Le parfum d'agrumes que diffusent les épines des Epicéas, les comptines toutes gaies que l'on apprend par cœur pour le spectacle de l'école, l'excitation qui vous chatouille l'estomac toute une nuit durant, déchirer les emballages à motifs de cadeaux soigneusement empaquetés devant un feu de cheminée ronronnant... J'adore, j'adore, j'adore ! Tout comme j'adore sentir les muscles tout puissants du torse de Royce à travers la barrière dérisoire de mon chemisier.

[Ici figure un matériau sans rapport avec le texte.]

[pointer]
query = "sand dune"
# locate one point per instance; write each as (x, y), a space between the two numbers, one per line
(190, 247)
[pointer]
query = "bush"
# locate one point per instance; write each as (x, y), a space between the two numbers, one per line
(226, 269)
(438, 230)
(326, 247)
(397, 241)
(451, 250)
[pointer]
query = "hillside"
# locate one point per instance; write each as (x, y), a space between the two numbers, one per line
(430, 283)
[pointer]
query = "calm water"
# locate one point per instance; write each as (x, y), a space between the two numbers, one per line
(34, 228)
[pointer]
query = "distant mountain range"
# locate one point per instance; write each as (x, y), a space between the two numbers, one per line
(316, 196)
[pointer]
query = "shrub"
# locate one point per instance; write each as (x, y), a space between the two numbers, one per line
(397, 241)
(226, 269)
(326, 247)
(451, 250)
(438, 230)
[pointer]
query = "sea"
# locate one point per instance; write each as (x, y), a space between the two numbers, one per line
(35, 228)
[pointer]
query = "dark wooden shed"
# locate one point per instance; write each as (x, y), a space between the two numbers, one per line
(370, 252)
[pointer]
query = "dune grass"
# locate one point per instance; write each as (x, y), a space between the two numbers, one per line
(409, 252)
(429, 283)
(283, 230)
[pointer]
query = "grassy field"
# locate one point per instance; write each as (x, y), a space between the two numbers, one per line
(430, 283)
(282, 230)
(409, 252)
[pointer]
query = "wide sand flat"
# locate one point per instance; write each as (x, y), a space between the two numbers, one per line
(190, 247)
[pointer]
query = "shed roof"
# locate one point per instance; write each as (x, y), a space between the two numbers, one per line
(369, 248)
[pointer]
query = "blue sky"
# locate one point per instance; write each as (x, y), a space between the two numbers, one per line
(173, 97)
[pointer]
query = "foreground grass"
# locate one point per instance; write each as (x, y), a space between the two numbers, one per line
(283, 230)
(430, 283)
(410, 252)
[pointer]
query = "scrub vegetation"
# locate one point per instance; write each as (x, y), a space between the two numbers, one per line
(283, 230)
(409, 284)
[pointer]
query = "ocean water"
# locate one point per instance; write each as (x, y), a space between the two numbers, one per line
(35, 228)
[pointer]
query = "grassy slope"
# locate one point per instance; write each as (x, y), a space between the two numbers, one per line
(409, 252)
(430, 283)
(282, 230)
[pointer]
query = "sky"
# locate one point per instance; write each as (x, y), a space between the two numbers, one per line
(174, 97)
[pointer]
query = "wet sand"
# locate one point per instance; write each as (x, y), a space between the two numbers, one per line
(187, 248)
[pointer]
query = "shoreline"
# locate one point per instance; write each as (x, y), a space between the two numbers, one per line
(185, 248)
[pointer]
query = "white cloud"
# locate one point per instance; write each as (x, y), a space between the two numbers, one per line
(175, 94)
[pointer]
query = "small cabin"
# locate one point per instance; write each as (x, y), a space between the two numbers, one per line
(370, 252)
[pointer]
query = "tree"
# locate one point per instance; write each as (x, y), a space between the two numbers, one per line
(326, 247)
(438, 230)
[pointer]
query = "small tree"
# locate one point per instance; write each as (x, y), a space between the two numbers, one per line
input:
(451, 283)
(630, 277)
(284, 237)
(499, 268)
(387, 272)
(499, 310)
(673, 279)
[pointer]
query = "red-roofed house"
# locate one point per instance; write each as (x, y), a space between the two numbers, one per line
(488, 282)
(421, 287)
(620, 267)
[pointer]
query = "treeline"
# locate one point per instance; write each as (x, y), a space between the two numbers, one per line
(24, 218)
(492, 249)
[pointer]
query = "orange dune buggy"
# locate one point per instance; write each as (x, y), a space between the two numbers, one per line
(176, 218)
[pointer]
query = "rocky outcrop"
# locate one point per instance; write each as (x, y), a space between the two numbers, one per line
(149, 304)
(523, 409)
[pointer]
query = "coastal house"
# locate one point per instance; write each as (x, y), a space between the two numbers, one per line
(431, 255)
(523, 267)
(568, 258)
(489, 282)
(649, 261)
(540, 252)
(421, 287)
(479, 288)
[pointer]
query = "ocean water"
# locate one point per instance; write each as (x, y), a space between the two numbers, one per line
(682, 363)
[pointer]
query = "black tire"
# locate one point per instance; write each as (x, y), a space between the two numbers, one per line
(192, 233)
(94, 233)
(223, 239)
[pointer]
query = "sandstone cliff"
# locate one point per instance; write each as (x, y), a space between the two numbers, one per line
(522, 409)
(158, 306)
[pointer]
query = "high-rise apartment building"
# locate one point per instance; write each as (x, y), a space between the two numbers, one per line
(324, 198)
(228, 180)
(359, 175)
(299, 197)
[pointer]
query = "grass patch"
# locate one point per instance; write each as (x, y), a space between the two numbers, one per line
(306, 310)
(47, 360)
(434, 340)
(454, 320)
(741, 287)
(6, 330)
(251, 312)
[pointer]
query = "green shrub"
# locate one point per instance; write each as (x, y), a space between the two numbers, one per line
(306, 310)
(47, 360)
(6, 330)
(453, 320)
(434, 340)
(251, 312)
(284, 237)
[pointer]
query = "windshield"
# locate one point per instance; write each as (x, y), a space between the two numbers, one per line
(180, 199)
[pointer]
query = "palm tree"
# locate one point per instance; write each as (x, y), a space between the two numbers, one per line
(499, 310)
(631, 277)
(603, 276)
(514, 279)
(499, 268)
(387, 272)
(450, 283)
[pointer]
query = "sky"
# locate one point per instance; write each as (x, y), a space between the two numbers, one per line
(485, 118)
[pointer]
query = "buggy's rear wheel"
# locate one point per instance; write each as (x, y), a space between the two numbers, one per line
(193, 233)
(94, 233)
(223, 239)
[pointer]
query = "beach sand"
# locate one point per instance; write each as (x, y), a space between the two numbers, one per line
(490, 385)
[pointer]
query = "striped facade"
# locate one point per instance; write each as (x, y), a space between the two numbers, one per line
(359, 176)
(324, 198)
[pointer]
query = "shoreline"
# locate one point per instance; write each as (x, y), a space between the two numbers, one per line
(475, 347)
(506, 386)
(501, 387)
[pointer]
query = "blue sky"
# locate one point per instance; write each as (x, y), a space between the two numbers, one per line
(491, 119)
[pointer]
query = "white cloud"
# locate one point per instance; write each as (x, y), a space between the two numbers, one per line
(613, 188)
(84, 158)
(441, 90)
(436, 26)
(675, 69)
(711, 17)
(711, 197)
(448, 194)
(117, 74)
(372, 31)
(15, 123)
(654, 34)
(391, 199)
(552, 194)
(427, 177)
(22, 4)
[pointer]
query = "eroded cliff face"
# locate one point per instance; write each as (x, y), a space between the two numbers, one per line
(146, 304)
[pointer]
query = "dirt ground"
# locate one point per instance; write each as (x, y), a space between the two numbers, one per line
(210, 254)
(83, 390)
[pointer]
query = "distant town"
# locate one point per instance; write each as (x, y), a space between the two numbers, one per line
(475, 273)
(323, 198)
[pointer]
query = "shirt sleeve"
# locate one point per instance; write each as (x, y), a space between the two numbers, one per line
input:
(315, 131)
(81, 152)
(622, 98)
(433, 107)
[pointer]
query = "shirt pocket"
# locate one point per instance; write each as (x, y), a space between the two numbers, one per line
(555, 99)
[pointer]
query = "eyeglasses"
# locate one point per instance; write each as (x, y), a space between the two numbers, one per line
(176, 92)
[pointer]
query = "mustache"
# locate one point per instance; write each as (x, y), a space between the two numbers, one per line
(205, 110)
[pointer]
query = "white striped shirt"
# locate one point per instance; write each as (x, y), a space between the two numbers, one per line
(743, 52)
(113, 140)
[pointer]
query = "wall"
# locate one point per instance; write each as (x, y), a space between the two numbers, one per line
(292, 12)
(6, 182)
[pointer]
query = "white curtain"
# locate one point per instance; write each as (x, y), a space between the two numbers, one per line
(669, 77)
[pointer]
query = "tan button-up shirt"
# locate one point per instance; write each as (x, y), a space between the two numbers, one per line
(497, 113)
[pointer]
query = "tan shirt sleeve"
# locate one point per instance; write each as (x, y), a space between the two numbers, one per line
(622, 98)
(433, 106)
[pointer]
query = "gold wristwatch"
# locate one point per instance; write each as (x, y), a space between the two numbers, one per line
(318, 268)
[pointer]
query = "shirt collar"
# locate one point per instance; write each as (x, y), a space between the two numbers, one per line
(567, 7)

Oui, ça aussi, j'adore, j'adore, j'adore ! Comme le fait de savoir qu'il n'est pas dans les toilettes de la boîte en train de faire bibliquement connaissance avec l'un des sept sosies d'Emma Stone.
Il n'est pas avec elle. Il n'est pas avec elle. Il n'est pas avec elle.
Je laisse tranquillement mon poids glisser vers l'arrière et m'appuie contre lui avec un petit soupir de contentement. Contentement que je m'empresse de lui partager en me dévissant complètement la nuque pour lui offrir un sourire que j'espère aussi lumineux que les néons agressifs du night-club. Mais il ne me voit pas. Non, il ne me voit pas parce que son regard plein d'icebergs éclatés et tranchants est braqué sur Mike comme le canon d'un Colt King Cobra. Mike qui a retiré sa main de ma joue comme si ma peau s'était transformée en magma et qui a l'air de penser également au Colt King Cobra. C'est là que je me souviens que Royce vient de menacer de lui briser toutes les phalanges. Je ne sais pas pourquoi il a dit une chose pareille, mais ça ne me semble pas très civilisé. Royce l'est rarement, civilisé, mais tout de même...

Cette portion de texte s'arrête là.